Bisol, porém, cometeu um erro primário ao propagar que um documento com o
organograma formal da empreiteira era, na verdade, um mapa de organização
criminosa.
Em sua reação, Emílio Odebrecht explorou o deslize ao máximo. Numa entrevista coletiva tão performática quanto a leitura de Bisol, acusou o senador de perseguição, ignorância e má-fé. O argumento colou na imprensa da época e mobilizou mais de 300 deputados e senadores para enterrar a CPI. Conseguiram. A única consequência prática do escândalo foi a popularização da expressão “trezentos picaretas”, cunhada pelo então oposicionista Luiz Inácio Lula da Silva para designar os parlamentares.
Dezesseis
anos e um mensalão depois, em 2009, os alvos da Polícia Federal foram
executivos e dirigentes de outra empreiteira, a Camargo Corrêa. A operação,
batizada Castelo de Areia, pilhou um esquema de pagamento de propinas e desvios
de recursos de obras como a Refinaria Abreu e Lima, da Petrobras. Segundo a
investigação, o dinheiro desviado era remetido ao exterior por doleiros, usando
empresas de fachada e contas offshore em paraísos fiscais. Mas a investigação
acabou anulada pelo Superior Tribunal de Justiça (STJ). A corte considerou que
as provas coletadas não eram válidas porque a apuração começara a partir de uma
denúncia anônima.
Em
2014, o esquema voltou à tona. Descobriu-se, de novo, que as empreiteiras
patrocinavam campanhas eleitorais e interesses particulares de políticos de
todos os calibres e partidos com o dinheiro desviado de estatais como
Petrobras, Eletrobras e Transpetro. Batizado petrolão, o escândalo deu impulso
à Operação Lava-Jato.
Dessa
vez, as investigações foram mais longe. Renderam 295 prisões, 140 delações
premiadas, a devolução de R$ 4,3 bilhões aos cofres públicos e impulsionaram um
processo de impeachment. Mas, como nos outros casos, o dia da desforra chegou.
A revelação dos desvios indicados nas mensagens de celular trocadas por
procuradores — e captadas ilegalmente por um hacker — criou um clima favorável
à anulação de condenações e denúncias.
Sob
o argumento de que o foro em que tramitavam não era o correto, foram anuladas
as condenações dos ex-presidentes Lula e Michel Temer e do ex-ministro Moreira
Franco. O mesmo argumento levou à suspensão de ações contra o atual presidente da Câmara, Arthur Lira.
Questões processuais já tinham enviado para a gaveta o processo contra o
senador José Serra.
Todas
essas decisões, comemoradas efusivamente por uns, discretamente por outros, têm
enorme serventia político-eleitoral, ajudam a construir narrativas.
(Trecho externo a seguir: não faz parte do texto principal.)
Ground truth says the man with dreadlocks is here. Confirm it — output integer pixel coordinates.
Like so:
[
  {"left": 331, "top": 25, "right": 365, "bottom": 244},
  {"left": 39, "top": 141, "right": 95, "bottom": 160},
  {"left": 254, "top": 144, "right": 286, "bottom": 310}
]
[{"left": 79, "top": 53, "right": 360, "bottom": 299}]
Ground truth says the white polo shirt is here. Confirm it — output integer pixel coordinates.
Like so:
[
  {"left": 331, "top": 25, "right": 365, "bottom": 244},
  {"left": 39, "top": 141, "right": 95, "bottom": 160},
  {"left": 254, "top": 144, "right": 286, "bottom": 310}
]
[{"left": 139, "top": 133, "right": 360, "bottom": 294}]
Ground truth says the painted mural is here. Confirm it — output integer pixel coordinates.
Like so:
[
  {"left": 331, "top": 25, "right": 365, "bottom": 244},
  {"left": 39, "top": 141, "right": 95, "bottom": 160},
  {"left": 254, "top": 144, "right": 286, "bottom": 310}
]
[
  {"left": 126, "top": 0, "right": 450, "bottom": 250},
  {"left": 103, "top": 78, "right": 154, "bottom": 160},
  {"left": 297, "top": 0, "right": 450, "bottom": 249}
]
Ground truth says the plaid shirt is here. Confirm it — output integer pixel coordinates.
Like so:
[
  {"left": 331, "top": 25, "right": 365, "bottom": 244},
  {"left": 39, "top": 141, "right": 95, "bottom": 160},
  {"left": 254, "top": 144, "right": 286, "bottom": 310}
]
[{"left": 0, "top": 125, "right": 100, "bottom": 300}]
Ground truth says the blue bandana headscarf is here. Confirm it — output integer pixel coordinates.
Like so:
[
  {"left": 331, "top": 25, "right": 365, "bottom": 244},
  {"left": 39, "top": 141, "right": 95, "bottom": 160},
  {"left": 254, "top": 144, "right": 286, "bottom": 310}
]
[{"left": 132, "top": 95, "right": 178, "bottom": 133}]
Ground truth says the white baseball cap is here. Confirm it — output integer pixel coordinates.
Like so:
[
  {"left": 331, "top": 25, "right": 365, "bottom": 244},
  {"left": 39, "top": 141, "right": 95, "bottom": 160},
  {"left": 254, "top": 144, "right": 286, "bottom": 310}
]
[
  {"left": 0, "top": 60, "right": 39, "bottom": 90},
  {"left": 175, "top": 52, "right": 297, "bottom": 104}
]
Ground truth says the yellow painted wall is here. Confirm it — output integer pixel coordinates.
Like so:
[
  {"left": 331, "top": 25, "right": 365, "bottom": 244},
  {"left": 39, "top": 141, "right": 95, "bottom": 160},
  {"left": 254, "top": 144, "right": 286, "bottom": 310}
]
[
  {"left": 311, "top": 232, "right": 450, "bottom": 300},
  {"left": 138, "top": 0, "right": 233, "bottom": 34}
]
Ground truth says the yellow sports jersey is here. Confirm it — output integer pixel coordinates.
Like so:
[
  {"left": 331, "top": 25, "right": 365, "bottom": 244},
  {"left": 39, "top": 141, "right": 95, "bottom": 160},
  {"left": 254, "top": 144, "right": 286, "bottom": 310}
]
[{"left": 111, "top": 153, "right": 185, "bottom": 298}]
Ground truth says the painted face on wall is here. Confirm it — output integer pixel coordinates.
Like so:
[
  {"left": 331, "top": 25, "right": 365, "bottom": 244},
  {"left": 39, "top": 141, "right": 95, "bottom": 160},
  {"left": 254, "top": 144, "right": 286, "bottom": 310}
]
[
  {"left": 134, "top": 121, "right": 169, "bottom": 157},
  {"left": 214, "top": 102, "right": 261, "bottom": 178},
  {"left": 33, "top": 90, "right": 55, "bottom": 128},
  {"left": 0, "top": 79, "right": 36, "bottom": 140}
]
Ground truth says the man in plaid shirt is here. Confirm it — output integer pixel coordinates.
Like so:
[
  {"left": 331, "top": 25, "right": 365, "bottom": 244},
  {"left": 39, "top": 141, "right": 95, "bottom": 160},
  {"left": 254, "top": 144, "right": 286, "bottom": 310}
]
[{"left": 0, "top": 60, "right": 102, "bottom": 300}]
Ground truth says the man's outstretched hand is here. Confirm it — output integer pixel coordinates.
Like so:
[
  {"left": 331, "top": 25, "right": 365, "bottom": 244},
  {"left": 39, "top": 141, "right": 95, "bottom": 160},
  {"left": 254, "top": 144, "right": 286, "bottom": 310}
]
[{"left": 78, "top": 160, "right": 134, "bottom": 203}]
Mas, embora
a morte dos processos por inanição seja bastante provável, ainda é cedo para
dizer que a Justiça tenha decretado a inocência de quem quer que seja. Fernando
Collor de Mello, afastado da Presidência da República em 1992, só foi declarado
inocente pelo Supremo — por falta de provas —em 2014.
Por
ora, tais desfechos só provam mesmo duas coisas.
A
primeira é que, no Brasil, quando o assunto é corrupção, a história se repete.
Escândalos abalam a política, as investigações apontam culpados e, mais cedo ou
mais tarde, os processos são sepultados por decisões judiciais que raramente
entram no mérito das acusações.
A
segunda, e mais importante, é que a história não se anula, muito menos a canetadas.
Por mais que se queira esquecê-la ou distorcê-la, de tempos em tempos ela volta
a nos assombrar. Quando isso acontece, acumulam-se os prejuízos, aumenta a
insegurança jurídica e se reforçam narrativas políticas cada vez mais
simplistas e muitas vezes irresponsáveis.
A história cobra um preço alto quando se ignoram suas lições. Quem paga somos todos nós. E não só com dinheiro, mas com um pedaço do nosso futuro.